My TV show ‘When Patrick Met Kylie: A Love (of Food) Story’ came out in Italy this month on National Geographic. I could say “I never dreamed this would happen” but in truth, that’s all I did: I’m an extremely dedicated dreamer. Diets I abandon, boyfriends I have trouble committing to, friends I am hopeless at calling back… but wishing up lovely things and believing they’ll come true – that’s the only time discipline doesn’t elude me.

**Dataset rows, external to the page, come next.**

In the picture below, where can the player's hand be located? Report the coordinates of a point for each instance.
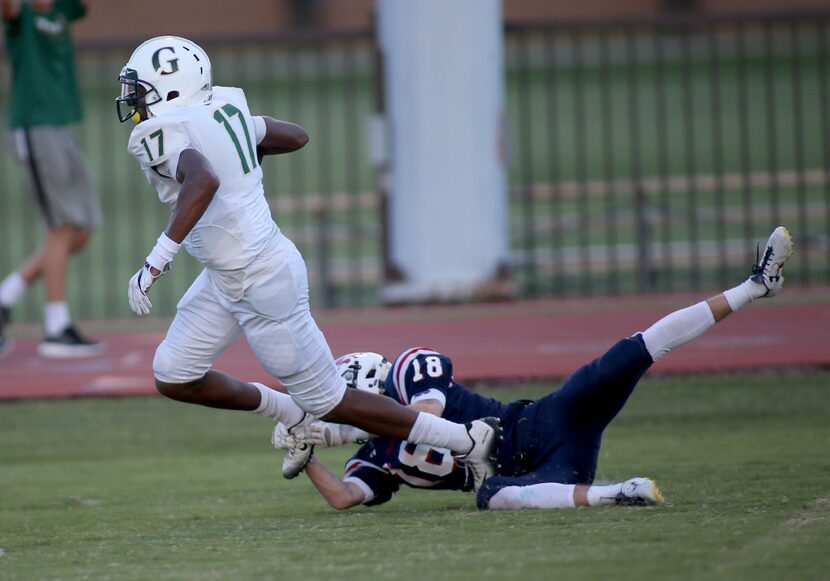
(140, 283)
(281, 438)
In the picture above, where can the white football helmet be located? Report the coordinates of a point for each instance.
(163, 74)
(364, 371)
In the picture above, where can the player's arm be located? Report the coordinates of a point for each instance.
(339, 494)
(10, 9)
(275, 137)
(430, 406)
(199, 185)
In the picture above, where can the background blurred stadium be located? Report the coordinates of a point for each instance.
(648, 148)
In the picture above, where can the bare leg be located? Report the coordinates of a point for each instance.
(33, 268)
(377, 414)
(216, 390)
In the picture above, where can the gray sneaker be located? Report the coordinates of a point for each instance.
(768, 268)
(480, 459)
(296, 459)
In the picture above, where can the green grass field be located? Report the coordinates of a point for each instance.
(151, 489)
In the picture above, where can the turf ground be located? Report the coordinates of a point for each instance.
(149, 489)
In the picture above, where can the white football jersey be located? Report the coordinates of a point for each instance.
(237, 224)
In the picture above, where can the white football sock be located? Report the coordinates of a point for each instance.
(544, 495)
(435, 431)
(744, 293)
(11, 289)
(277, 406)
(677, 329)
(601, 495)
(56, 318)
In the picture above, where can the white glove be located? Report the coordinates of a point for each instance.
(140, 283)
(317, 433)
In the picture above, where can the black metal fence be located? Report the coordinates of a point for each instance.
(645, 156)
(652, 156)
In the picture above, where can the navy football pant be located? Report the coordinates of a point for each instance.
(557, 438)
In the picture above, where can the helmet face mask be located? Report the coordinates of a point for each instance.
(136, 95)
(166, 73)
(364, 371)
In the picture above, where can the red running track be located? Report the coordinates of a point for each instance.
(534, 340)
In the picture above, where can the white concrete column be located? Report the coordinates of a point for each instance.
(444, 91)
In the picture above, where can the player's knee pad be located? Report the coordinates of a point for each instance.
(170, 366)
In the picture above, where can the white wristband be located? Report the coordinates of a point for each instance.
(260, 129)
(163, 252)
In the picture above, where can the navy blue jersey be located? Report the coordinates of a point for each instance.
(421, 373)
(383, 464)
(553, 439)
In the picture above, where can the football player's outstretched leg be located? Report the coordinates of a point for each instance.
(597, 392)
(201, 148)
(547, 456)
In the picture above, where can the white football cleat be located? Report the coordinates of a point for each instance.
(296, 459)
(639, 492)
(480, 459)
(767, 269)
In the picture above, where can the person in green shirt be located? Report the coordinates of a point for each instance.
(44, 103)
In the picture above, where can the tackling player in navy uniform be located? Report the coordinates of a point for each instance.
(549, 451)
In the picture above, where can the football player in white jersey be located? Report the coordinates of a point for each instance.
(200, 147)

I don’t think Italians really got the ‘When Harry Met Sally’ reference so they renamed the show ‘Italia Dolce Vita’ over here. Ironically, it would appear that even the Italians are in search of that elusive ‘sweet life’. Amanda Ruggeri, a very talented friend and journalist, wrote a provocative post on the enigma of ‘la dolce vita’ and the unspoken truth that most Italians don’t actually live as well as many of us expats or tourists, who spend our time in the visually decadent centro storico of this city. It’s a complete cultural reversal as Italian viewers are now all writing to me, the Anglo-saxon, asking how to live the life that they unwittingly sold to me in the first place.
Much as Amanda concludes, whether you are a practising dolce vita-ist or not, I maintain that a version of this cinematic beauty exists, and for me, never more so than this month. It’s so surreal to think that after all this time of longing and striving to become a part of Italy, finally all of it is encapsulated in one dream broadcast on national television… well, at least in the homes of those who can afford Sky.
It felt like a fairytale to think back to when I was a naive girl visiting Rome on a late spring holiday and fantasizing about merely renting an apartment here. I had been invited to Rome by Bulgari for a beautiful party in Castel Sant Angelo. I was staying in a hotel on Via Giulia and I remember waking early, emerging out onto the cobblestone street and wandering as if in a trance through this movie set that I’d only ever seen in Bertolucci films. A girl on a bicycle glided past me, a breath of flowing cotton and loose hair. How I lusted for her look of nonchalance, how I yearned to be her, off to buy something as banal as toothpaste at Despar, because she was lucky enough to call this city her home. And so I decided to leave a rewarding career, a creative country and one of the best boyfriends a girl could ever hope for and try with all my heart to attempt the foolish: make a holiday last forever and what’s more, find the added intimacy of becoming a local and riding as that girl did, as though she were a part of Rome and not merely some ill-fitting stepsister trying to squeeze into a shoe destined for Cinderella. Now when people ask me whether my show is airing in my home town, instinctively I reply: “Why yes, it’s on air in Rome this month.” And my cheesy but heartfelt story will be airing everywhere from China to Canada to Switzerland convincing more fools like me that Italians do it better, whether they believe so or not.
I haven’t actually seen the show in Italy as I don’t own a television and I’ve been in London selling the series to a British network. And yet just seeing the show in the TV guide in Italian gave me this tremendous feeling of triumph. Somehow I romanticized that TV guide listing and told myself it meant I was one step closer to making a real life here, to being less of an outsider. Today as I’m awaiting an interview (in Italian!) with Conde Nast Traveller I realise that this hasn’t really happened overnight at all, that perhaps in any other country I would have given up.
As anyone who has ever tried to create a business or career in Italy will attest, there are countless moments in which you think – damn, it would just be easier if I gave up and went home, why am I making things harder for myself?! Nepotism, the language barrier, the languid way in which things are executed… but then when you do make something work in a foreign country there is this tingling childish joy, like a word of flattery from an unattainable crush that convinces you it’s worth the struggle, despite his exasperating behaviour and the niggling suspicion that you might not even understand who he is.
I was so nervous about the criticism I might receive from Italian viewers. While I tried to preface everything with the admission that I am no expert, at the end of the day I produced a show commenting on how they live and eat AND cooking my own recipes, which are a slight departure from the beloved classics. Even the most diplomatic Italians will still have a good argument with you regarding their recipes. Surprisingly, they’ve been so kind… or perhaps I just haven’t searched the blogosphere hard enough. 😉
Anyway, apologies for being even more self-indulgent than usual. I guess my point is, if you’re on holiday this summer and you’re wondering whether a lover, a whim or a passion could last beyond your two-week vacation… I say that if you’re prepared to wait, to save, to work, to wish and to take a leap, then sometimes you really can live a never-ending Roman Holiday.